Review: The Empty Chair: two novellas, by Bruce Wagner

I'm warning you right now - there are some recent Game of Thrones spoilers ahead.

I know - that's not what you came here for. I'm sorry for that. The fact is, when I sat down to write this review, I had no plans of bringing up Game of Thrones. I was simply trying to work out how best to explain Bruce Wagner's compellingly difficult work. Suddenly it came to me - this week's episode "The Door" is the perfect companion piece to this book's backbone. So if Game of Thrones is not your thing, or it is but you still haven't watched this week's episode - sorry - you can skip this review if that's going to spoil something for you. Come on back later. For everyone else, let's dive in (after the break)







The Empty Chair: two novellas,
by Bruce Wagner
Paperback, Plume 2014  |  285pp
The paperback edition of The Empty Chair was published right around the time I was recuperating from my second of three  operations on my leg in late 2014. I'd asked the folks at Plume to forward the book to my address in Florida thinking it would give me something new to read while I recovered. Unfortunately the painkillers (and the pain itself) made reading difficult. I wasn't able to dive into a book without distraction for some time after that and, as a result, this book sat on my shelves for another year and a half. Given the subject matter, I'd say that's probably for the best.

Wagner's novellas are both told as stream of conscience narratives - stories from one man and one woman to a third character "Bruce Wagner" who has absorbed, redacted, found their connecting thread, and married them beneath this binding.

Charley's story is put forward first and titled "The First Guru." Charley (a gay man) and his wife (it's...complicated) experience a tragedy, seemingly due to their casual but direct approach to religion. Queenie's story follows, titled "The Second Guru." Queenie recounts for Bruce this history of her late lover, and his quest to find a renowned teacher in India. These stories are completely disparate - "told" several years apart, and "occurring" at even further a distance from one another - but their "leitmotif of 'diet Buddhism,'" as Wagner calls it in his preface, remains a baseline throughout the book.

There is one piece of both stories which, in the end, brings everything into focus so beautifully and violently, that I actually had to take a step back and go back a few pages to make sure I completely understood what was happening. This is not to say that Wagner is unclear in his narrative, but that he has tied the laces at last so subversively that I was caught off guard by it.
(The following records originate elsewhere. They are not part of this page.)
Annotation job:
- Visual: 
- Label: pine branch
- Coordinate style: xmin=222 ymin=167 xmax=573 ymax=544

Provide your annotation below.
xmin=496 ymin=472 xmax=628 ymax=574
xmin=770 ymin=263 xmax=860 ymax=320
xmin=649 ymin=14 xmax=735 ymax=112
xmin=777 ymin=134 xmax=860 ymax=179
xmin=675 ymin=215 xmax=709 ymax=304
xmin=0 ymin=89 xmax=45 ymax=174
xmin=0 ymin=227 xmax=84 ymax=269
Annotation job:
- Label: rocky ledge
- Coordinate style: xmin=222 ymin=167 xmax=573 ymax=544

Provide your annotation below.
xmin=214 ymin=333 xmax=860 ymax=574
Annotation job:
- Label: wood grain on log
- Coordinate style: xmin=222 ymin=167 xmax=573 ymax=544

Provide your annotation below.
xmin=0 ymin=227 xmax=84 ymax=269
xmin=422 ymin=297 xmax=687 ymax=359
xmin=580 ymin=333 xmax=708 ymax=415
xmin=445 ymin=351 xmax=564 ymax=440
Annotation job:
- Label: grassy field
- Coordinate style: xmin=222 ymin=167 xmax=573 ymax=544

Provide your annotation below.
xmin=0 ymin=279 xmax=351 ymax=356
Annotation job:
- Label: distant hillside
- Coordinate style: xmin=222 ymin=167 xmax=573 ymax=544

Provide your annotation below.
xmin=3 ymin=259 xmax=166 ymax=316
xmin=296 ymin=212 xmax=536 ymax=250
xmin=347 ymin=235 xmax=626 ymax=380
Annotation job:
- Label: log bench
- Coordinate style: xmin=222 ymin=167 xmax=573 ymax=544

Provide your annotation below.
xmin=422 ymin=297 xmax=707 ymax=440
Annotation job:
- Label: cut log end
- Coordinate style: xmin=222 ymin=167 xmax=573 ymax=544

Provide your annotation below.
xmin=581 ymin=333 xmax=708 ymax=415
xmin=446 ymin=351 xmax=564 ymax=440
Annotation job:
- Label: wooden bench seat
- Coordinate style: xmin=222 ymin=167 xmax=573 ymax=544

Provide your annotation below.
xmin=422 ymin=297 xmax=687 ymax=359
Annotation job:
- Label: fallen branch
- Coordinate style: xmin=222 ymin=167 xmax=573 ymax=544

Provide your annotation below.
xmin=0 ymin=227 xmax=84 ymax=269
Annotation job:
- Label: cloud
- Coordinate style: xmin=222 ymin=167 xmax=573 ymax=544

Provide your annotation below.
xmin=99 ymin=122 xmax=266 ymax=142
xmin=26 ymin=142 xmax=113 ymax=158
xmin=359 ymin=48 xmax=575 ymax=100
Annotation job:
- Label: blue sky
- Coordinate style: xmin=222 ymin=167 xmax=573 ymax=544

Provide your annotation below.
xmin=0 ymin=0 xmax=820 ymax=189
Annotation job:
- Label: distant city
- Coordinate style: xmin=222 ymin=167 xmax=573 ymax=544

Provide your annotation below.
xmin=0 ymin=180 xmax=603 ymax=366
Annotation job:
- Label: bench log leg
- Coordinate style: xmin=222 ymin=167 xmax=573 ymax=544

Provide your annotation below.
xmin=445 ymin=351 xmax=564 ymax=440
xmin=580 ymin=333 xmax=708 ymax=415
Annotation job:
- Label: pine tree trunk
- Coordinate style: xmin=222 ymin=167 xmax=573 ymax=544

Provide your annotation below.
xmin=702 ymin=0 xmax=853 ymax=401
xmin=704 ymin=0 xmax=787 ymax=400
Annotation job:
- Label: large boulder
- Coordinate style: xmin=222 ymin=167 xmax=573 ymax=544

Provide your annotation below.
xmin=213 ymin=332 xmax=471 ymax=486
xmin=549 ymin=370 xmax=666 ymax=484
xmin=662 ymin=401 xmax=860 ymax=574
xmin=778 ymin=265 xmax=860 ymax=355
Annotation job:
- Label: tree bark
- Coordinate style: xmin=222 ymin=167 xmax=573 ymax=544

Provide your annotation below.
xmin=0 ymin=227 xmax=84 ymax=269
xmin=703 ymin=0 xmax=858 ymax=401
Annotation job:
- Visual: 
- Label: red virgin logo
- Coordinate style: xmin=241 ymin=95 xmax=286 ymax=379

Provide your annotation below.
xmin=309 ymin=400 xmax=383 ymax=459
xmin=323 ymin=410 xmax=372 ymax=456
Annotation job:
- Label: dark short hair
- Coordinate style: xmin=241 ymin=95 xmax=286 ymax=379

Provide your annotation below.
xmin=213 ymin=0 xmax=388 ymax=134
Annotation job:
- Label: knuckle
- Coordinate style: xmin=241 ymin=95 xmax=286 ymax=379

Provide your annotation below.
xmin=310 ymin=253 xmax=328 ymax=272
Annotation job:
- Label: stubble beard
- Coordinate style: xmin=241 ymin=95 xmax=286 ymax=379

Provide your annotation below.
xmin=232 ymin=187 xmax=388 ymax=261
Without spoiling too much of the book (and we're getting to Game of Thrones, I promise), Wagner maintains a focus on the concept of two gurus - two teachers. The abridged principle is this: when one finds one's first teacher, one is then truly lost in a sea of information until the second teacher arrives to make sense of the first. (That's a bit of a hack job on one of the basic principles of Eastern religion, but I'm no expert - sorry again.)

Here's the Game of Thrones portion of our programming, wherein I use the recent episode as a parallel for Wagner's musings, and hopefully this will help you understand the concept as I did:

Hodor is an adult man of a single word - "Hodor." We are introduced to him and given no real explanation as to why this is, or whether he ever had another name, or what could have caused this. Hodor's character, as we know him, is the first guru.

Wyllis' character is the second guru. His story was first, before he became Hodor, but it fills in the gap in Hodor's story for the viewer, finally making this aspect of the tale clearer. It reveals the origin and destiny of that word - "Hodor." It also probably made you cry. It made me cry.

Queenie's story, although it takes place earlier (as Wyllis' does), shines a startling and unexpected light on Charley's story from several years earlier and thousands of miles away (and made me cry). And that final puzzle piece is slipped in right at the last, like you expected to never get any clarification and then, just there at the end, you suddenly have it.

There's a lot pretense in this book, almost like William Goldman in The Princess Bride (but a LOT less whimsical). Wagner has expertly separated out these two narrators who hold some similar beliefs, and has made their voices wonderfully individual. Charley's tale is short, sad, and haunting. Queenie's is somewhat longer, more indulgent, and dynamic. As separate stories, they border on tedious. But together they are intricate and bold. Don't let the title fool you - separate novellas they may be, but they are together for a reason; together they are powerfully potent.